I have a 1gb csv file. The file has about 10000000(10 Mil) rows. I need to iterate through the rows to get the max of a few selected rows(based on a condition). The issue is reading the csv file.
I use the Pandas package for Python. The read_csv() function throws the MemoryError while reading the csv file. 1) I have tried to split the file into chunks and read them, Now, the concat() function has a memory issue.
tp = pd.read_csv('capture2.csv', iterator=True, chunksize=10000, dtype={'timestamp': float, 'vdd_io_soc_i': float, 'vdd_io_soc_v': float, 'vdd_io_plat_i': float, 'vdd_io_plat_v': float, 'vdd_ext_flash_i': float, 'vdd_ext_flash_v': float, 'vsys_i vsys_v': float, 'vdd_aon_dig_i': float, 'vdd_aon_dig_v': float, 'vdd_soc_1v8_i': float, 'vdd_soc_1v8_v': float})

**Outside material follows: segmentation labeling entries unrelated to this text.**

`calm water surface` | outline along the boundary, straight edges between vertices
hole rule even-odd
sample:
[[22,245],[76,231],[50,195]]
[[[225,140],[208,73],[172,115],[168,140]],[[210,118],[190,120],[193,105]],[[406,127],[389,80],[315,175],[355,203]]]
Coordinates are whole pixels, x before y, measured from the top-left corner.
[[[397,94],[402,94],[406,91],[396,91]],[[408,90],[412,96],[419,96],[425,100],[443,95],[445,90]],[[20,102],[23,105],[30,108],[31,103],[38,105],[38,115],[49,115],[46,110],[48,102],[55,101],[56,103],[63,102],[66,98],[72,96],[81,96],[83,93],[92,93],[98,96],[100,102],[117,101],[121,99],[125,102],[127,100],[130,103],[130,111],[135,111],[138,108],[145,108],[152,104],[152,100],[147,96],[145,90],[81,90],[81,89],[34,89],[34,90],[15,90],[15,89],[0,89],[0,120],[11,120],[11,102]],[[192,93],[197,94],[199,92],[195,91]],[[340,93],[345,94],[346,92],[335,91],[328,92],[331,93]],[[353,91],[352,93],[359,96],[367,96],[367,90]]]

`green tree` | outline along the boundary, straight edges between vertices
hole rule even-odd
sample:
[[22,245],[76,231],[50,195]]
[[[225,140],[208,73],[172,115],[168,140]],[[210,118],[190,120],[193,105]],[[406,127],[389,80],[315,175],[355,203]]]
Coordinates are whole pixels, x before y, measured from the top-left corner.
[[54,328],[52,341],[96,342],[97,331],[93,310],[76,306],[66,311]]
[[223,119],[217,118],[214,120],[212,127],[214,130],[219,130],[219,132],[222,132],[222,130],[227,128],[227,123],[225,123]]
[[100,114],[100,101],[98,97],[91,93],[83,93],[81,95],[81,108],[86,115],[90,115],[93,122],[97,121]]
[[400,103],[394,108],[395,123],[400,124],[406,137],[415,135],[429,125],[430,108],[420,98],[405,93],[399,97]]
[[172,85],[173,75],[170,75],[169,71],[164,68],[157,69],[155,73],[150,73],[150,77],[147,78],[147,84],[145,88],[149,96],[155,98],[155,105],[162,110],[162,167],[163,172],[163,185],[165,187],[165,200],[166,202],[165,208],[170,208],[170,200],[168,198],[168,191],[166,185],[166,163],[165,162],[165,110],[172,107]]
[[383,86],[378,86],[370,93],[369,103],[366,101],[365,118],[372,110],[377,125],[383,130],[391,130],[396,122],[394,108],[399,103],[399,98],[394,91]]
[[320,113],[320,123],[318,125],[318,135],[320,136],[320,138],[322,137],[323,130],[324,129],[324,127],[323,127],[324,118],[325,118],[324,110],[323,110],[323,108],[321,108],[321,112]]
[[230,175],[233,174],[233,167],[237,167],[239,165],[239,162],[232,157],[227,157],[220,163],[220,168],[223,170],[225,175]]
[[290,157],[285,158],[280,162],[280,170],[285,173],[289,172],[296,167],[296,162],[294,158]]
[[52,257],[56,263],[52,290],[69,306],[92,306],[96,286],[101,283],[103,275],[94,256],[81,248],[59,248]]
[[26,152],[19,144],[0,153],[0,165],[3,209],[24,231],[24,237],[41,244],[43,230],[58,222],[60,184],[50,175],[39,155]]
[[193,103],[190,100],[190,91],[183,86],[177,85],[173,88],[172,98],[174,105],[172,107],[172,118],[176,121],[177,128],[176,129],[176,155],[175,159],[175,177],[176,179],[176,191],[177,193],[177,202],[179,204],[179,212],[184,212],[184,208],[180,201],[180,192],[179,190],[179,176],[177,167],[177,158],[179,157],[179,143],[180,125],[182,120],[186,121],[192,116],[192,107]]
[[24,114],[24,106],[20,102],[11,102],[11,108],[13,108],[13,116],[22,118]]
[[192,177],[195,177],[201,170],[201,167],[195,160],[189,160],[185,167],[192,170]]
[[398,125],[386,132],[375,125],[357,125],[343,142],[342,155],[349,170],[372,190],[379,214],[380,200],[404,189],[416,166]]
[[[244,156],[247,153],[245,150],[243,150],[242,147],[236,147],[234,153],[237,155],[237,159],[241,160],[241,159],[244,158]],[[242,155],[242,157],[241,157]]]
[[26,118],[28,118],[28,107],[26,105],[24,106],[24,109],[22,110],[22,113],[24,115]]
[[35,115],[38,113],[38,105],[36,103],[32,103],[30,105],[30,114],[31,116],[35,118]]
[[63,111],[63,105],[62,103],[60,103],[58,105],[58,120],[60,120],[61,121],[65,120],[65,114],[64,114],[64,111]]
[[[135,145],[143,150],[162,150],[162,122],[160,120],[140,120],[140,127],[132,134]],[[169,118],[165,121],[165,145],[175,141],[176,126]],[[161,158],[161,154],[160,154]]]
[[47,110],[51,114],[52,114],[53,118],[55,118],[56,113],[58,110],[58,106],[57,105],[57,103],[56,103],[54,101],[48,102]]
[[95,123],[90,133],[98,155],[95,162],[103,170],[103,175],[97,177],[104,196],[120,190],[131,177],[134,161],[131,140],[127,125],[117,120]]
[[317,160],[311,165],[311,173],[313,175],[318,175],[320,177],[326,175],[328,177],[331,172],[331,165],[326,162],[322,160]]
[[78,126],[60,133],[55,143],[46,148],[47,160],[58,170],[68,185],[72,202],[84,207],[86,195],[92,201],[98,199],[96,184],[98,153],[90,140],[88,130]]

df = pd.concat(tp,ignore_index=True)
I have used the dtype to reduce memory hog, still there is no improvement.
Based on multiple blog posts. I have updated numpy, pandas all of them to the latest version. Still no luck.
It would be great if anyone has a solution to this issue.
Please note:
I have a 64bit operating system(Windows 7)
I am running Python 2.7.10 (default, May 23 2015, 09:40:32) [MSC v.1500 32 bit]
I have 4GB Ram.
Numpy latest (pip installer says latest version installed)
Pandas Latest.(pip installer says latest version installed)